March 27, 2018
The number of new office buildings constructed since the financial crisis in 2008 has fallen in a year on year comparison by 56 percent, according to an analysis of planning applications carried out by property lending platform Lendy. The authors claim that the primary reason for the sharp decrease has been the greater uptake of flexible working and coworking models of space use. According to the study, only 2,300 applications to build new office buildings were approved last year, down from 5,200 in 2007/8. Lendy adds that applications to build new offices have also fallen since the financial crisis – down 58 percent to 2,500 last year from 6,000 in 2007/08. Flexible working has reduced the requirement for new office buildings. Other innovations, such as shared workspace and coworking, have reduced the need for employees to have their own dedicated workspace, according to the report.

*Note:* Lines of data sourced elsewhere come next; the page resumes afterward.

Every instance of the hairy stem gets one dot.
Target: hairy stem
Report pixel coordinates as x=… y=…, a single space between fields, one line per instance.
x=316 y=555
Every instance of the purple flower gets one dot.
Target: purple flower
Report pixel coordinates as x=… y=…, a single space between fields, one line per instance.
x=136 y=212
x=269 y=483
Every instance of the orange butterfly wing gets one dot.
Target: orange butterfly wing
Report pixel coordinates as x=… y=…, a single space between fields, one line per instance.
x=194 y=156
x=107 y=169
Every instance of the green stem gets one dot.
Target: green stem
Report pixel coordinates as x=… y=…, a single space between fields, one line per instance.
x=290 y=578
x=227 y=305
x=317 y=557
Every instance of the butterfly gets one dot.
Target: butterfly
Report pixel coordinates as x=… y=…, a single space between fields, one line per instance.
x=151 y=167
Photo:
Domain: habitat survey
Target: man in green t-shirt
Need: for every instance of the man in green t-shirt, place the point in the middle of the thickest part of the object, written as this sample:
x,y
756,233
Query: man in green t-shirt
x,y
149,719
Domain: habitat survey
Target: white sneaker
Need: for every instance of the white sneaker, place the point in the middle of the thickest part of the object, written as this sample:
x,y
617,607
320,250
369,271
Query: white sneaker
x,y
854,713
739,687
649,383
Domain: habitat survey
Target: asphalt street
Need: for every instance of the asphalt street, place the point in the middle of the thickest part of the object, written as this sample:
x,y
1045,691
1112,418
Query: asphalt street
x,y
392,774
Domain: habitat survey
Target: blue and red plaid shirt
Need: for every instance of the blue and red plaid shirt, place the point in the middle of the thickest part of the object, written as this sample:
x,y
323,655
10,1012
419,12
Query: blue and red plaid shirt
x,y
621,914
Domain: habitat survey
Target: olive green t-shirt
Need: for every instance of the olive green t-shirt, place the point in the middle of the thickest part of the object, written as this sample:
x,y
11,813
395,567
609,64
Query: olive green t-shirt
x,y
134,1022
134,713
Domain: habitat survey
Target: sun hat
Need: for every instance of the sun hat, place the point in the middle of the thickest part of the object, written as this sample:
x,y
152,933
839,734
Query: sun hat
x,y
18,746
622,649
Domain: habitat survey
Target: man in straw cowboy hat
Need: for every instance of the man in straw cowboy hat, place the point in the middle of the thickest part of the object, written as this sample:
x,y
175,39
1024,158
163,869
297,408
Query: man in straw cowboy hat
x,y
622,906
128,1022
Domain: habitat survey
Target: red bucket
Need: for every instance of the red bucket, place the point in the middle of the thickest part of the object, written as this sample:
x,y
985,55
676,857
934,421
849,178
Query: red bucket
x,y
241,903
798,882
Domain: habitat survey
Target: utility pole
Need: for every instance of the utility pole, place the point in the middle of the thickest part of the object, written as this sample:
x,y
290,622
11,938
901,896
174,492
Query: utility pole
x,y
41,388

Low levels of bank lending to property developers has also hampered the construction of new office buildings. Bank of England figures show that in December 2013, over £34 billion in lending was outstanding from banks to property developers, but this plunged to just £14.8 billion in December 2017. As a result of the lack of bank lending to property developers, more and more are turning to alternative forms of finance, such as peer-to-peer, to get more projects started.
Liam Brooke, co-founder of Lendy, says: “Modern ways of working mean that offices are no longer as essential as they may have been in the past. Formerly, rising employment figures may have signalled a requirement for more offices. However, there is now less need for offices as employees can, in many cases, work just as effectively from home or shared workspaces. Demand for new offices is still out there, but banks simply aren’t lending enough to property developers to allow them to get their projects off the ground. This is why we are seeing more and more developers choose alternative finance options to fund their projects.”